I don’t believe I’ve ever confessed this here, although you might be able to pick it up between the lines, and if you know me personally, you might have seen it, but I am one risk-averse son-of-a-bitch. I do not handle change well; more than once I have been dragged into it against my will, if not kicking and screaming, then at least holding back against it as long as I could. This personality trait has cost me jobs and a friendship or two; how The Mrs. has stayed married to me for nearly 30 years in the face of it I do not know.
I have even been known to hang on to stuff that makes me miserable—better the devil you know, after all. My last corporate job was a mistake practically from day one. After I’d been there awhile, I took an online survey about depression, one of those that suggests if you have two or more of 10 symptoms for a month, you should see somebody. I had seven of them, and I’d had them for a couple of years. Yet I didn’t do anything about it until one fateful morning when the misery of dragging ass in there for one more day finally broke free from the gravitational pull of the status quo.
To make a long story short—which is what gasbags say when it’s already too late—today is the first day of the rest of my life in a way that most days are not.

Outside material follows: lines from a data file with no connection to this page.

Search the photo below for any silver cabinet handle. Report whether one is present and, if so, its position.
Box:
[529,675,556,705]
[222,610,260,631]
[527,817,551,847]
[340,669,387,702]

Today I’ll make my official debut as the permanent afternoon guy on Magic 98 in Madison. Although I am a radio man, and a full-time gig at Magic is something for which many are called but only an elite few are chosen, actually accepting their offer was not an easy decision. I have spent the last decade, almost, as a freelance writer/weekend broadcaster/cat wrangler/layabout. The gravitational pull of the status quo remains strong in my life. Better the devil you know. But the Powers That Be wouldn’t let me off the hook. To quote another famous bon mot, they made me an offer I couldn’t refuse.
And so we come to this day, 19 years since I last held down a regular weekday shift on the radio. It’s not as though I’m Phil Hartman’s Unfrozen Caveman Lawyer, plunked down in a modern world too confusing for a primitive brain to understand. I’ve been on Magic for nearly five years already and I know my way around.
But there’s a difference between being a guy who fools around on the weekends and the guy responsible for four drive-time hours every day. If you’re thinking, “Jeez, lighten up, Jim, it’s what you do, it’ll be easy,” think again. It’ll be a challenge, and to live up to that challenge, it’s gonna take all the craft and guile I’ve got.
But what the hell. Once you’ve decided to make today a true first day of the rest of your life, you might as well go all in.
And we’ll all be listening online. No pressure.
You’re one of the best. You’ll do great
Just remember, you survived when they took away your typewriter and replaced it with a computer. and now you’re the household computer geek.
This made my day, man. All the best on the new gig.
Well done, feller; your loquaciouness and your musical knowledge make it a certainty that you will thrive.
You’re the perfect person for the gig…especially when you’re doing “Saturday at the 70s.”
So how’d it go? I could only listen for a couple of minutes.
Two days in and I have neither broken anything (although I tried yesterday) nor inadvertently said “fuck” on the air. But today is another day.